KISAH DONGENG SI PITUNG

KISAH DONGENG SI PITUNG 

Si Pitung adalah seorang pemuda yang soleh dari Rawa Belong. Ia rajin belajar mengaji pada Haji Naipin. Selesai belajar mengaji ia pun dilatih silat. Setelah bertahun- tahun kemampuannya menguasai ilmu agama dan bela diri makin meningkat.

Pada waktu itu Belanda sedang menjajah Indonesia. Si Pitung merasa iba menyaksikan penderitaan yang dialami oleh rakyat kecil. Sementara itu, kumpeni (sebutan untuk Belanda), sekelompok Tauke dan para Tuan tanah hidup bergelimang kemewahan. Rumah dan ladang mereka dijaga oleh para centeng yang galak.


Dengan  dibantu  oleh  teman-temannya  si  Rais  dan  Jii,  Si Pitung mulai merencanakan perampokan terhadap rumah Tauke dan Tuan tanah kaya. Hasil rampokannya dibagi- bagikan pada rakyat miskin. Di depan rumah keluarga yang kelaparan diletakkannya sepikul beras. Keluarga yang dibelit hutang rentenir diberikannya santunan. Dan anak yatim piatu dikiriminya bingkisan baju dan hadiah lainnya.

Kesuksesan si Pitung dan kawan-kawannya dikarenakan dua hal. Pertama, ia memiliki ilmu silat yang tinggi serta dikhabarkan tubuhnya kebal akan peluru. Kedua, orang-orang tidak mau menceritakan dimana si Pitung kini berada. Namun demikian orang kaya korban perampokan Si Pitung bersama kumpeni selalu berusaha membujuk orang-orang untuk membuka mulut.

Kumpeni juga menggunakan kekerasan untuk memaksa penduduk memberi keterangan. Pada suatu hari, kumpeni dan tuan-tuan tanah  kaya  berhasil  mendapat  informasi  tentang keluarga  si  Pitung.  Maka  merekapun  menyandera  kedua orang tuanya dan si Haji Naipin. Dengan siksaan yang berat akhirnya mereka mendapatkan informasi tentang dimana Si Pitung berada dan rahasia kekebalan tubuhnya.

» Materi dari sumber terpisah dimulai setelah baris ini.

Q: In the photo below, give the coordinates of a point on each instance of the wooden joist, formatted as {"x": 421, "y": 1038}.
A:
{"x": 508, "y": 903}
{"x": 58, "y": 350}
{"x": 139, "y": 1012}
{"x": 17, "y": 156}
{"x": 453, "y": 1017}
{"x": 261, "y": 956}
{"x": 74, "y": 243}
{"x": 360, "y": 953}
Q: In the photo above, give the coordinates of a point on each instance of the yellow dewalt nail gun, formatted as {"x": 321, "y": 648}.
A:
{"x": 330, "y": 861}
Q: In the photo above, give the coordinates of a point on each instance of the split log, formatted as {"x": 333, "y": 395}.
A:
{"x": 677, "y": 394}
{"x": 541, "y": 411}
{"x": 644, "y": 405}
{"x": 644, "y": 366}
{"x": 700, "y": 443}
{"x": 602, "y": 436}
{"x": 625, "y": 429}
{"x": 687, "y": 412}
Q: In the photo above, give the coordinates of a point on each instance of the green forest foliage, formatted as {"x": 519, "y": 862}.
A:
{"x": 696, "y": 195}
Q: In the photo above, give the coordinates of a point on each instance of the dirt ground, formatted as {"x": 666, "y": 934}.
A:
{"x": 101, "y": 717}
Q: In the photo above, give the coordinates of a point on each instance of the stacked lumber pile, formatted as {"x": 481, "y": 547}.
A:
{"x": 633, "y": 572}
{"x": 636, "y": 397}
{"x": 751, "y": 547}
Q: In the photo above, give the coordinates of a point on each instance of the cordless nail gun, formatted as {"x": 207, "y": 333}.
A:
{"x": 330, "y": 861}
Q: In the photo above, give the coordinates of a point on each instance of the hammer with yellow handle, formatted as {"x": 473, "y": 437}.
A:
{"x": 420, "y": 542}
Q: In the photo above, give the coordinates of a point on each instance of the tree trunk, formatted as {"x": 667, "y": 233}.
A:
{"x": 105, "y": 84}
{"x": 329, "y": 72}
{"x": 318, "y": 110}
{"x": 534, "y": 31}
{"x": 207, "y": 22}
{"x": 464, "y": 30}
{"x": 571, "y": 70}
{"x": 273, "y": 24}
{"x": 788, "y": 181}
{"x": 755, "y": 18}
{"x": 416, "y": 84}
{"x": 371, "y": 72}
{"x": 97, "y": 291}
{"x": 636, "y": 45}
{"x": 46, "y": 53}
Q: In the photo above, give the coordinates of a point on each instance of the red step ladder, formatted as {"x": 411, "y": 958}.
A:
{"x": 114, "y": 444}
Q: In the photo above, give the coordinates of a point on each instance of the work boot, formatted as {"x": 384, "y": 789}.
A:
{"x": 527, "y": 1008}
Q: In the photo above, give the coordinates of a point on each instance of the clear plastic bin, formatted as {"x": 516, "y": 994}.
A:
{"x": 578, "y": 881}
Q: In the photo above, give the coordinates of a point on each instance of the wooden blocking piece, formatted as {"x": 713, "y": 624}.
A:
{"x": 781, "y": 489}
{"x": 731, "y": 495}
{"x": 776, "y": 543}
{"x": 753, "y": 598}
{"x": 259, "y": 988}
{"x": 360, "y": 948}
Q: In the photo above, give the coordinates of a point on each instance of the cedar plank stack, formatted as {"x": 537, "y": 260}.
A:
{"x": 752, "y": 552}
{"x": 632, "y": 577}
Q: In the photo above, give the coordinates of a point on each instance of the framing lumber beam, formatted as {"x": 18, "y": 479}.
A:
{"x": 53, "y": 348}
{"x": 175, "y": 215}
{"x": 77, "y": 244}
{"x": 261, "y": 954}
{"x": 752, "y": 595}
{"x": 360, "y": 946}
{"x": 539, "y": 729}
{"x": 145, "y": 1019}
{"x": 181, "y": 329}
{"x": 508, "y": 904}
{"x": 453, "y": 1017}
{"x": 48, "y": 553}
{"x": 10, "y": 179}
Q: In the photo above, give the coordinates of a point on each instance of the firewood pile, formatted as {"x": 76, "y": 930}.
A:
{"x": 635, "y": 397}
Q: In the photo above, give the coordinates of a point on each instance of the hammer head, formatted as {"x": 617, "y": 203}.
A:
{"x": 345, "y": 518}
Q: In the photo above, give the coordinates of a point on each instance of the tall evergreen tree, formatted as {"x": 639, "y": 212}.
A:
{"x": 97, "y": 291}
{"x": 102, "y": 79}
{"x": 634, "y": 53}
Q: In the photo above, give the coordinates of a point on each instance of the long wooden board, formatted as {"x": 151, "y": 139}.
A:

Berbekal semua informasi itu, polisi kumpeni pun menyergap Si   Pitung.   Tentu   saja   Si   Pitung  dan kawan-kawannya melawan. Namun malangnya, informasi tentang rahasia kekebalan tubuh Si Pitung sudah terbuka. Ia dilempari telur- telur busuk dan ditembak. Ia pun tewas seketika.Meskipun demikian  untuk  Jakarta,  Si  Pitung  tetap  dianggap sebagai pembela rakyat kecil.